" ... L’Hiver dans la Montagne de Reims est daté de 1903. Lors de son acquisition par le musée de Reims, le critique Georges Perin écrit dans L'Eclaireur de l'Est : « Paul Bocquet garde une toute particulière tendresse aux gris fins de l'hiver qu'il rend avec une légèreté exquise. Son Hiver dans la Montagne de Reims est aéré, à la fois large et délicat ; le village lointain, qu'on aperçoit entre les branches mortes, respire une douceur charmante, et la subtilité du jour épars tombe sur ce coin de Champagne, généreuse et blonde comme le vin dans les coupes ». Le village vers lequel s'inclinent les bouleaux est celui de Villers-Allerand, qu'il peignait depuis le Mont-Joli..."

" ... Ce Mont-Joli qui voit Villers-Allerand à ses pieds et qui embrasse du regard Reims et sa cathédrale. Il y était attendu par une famille de bouleaux, pour laquelle il avait une particulière tendresse et qui semblait le lui rendre à son arrivée par le frémissement de ses feuilles.

Il fêtait leur bourgeonnement, s'émouvait à leur déclin. Il se plaisait à retrouver dans leurs teintes automnales la parure de leur printemps. Il consignait jusqu'aux variations de leurs nuances d'une année à l'autre, suivant que l'automne était chaud ou souffrait d'une gelée précoce. Son oeuvre poursuivait ses renouvellements au gré de notre ciel lumineux et mouvant, parmi les jeux de l'azur et des nuages.

Maintenant que ce spectateur exemplaire n'est plus, ceux qui feront la courte ascension du Mont-Joli devront se recueillir en cette sorte d'observatoire où le plus sympathique de nos peintres a si ardemment communié avec notre lumière de Champagne ...". Extrait de "La vie et l'oeuvre de Paul Bocquet" de René Druart, Avril 1950.

"... Le Mont-Joli (274 m) domine le nord de la Montagne de Reims et tourne le dos à la Marne qui s'écoule au sud. Cette bosse très boisée s'élève entre Reims et Epernay ; elle est aujourd'hui un parc régional fréquenté par les amoureux de la nature.

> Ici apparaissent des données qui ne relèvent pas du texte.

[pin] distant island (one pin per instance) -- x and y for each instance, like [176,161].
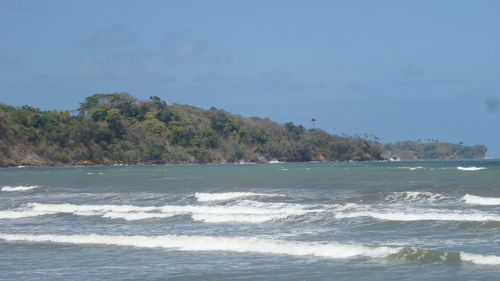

Le chemin de grande randonnée n° 141 passe au sommet du Mont-Joli, mais les marcheurs conquis par le paysage ignorent que ses beautés nous ont été révélées, un siècle plus tôt, par le peintre Paul Bocquet...".

Extrait de "Autour de l'Impressionnisme : les peintres de la vallée de la Marne" de Noël Coret.

Le Paysage champenois

"... Le Paysage champenois (1935 - Musée des Beaux-arts, Reims) fut probablement exécuté depuis le bois d'Amour, non loin de sa demeure, dans les marécages alimentés par la Vesle. L'incroyable finesse du dessin, la pureté de l'atmosphère, les lignes parfaitement équilibrées qui rythment et construisent une vision schématique de l'espace, la limitation des couleurs... tous ces éléments intensifient la valeur poétique du paysage dont la force de suggestion est comparable aux peintures japonaises d'Hiroshige. Une bande imaginaire et verticale coupe le tableau en deux parties symétriques et se fraie un chemin rectiligne jusque l'horizon. Les bouleaux du premier plan, les arbres du second, ceux du troisième... tous s'écartent pour amener le regard à l'endroit précis voulu par le peintre : la cathédrale. Les arbres entourent la retenue d'eau de leurs squelettes élancés et cisèlent une couronne bleue dont la cathédrale Saint-Remi est le joyau ...".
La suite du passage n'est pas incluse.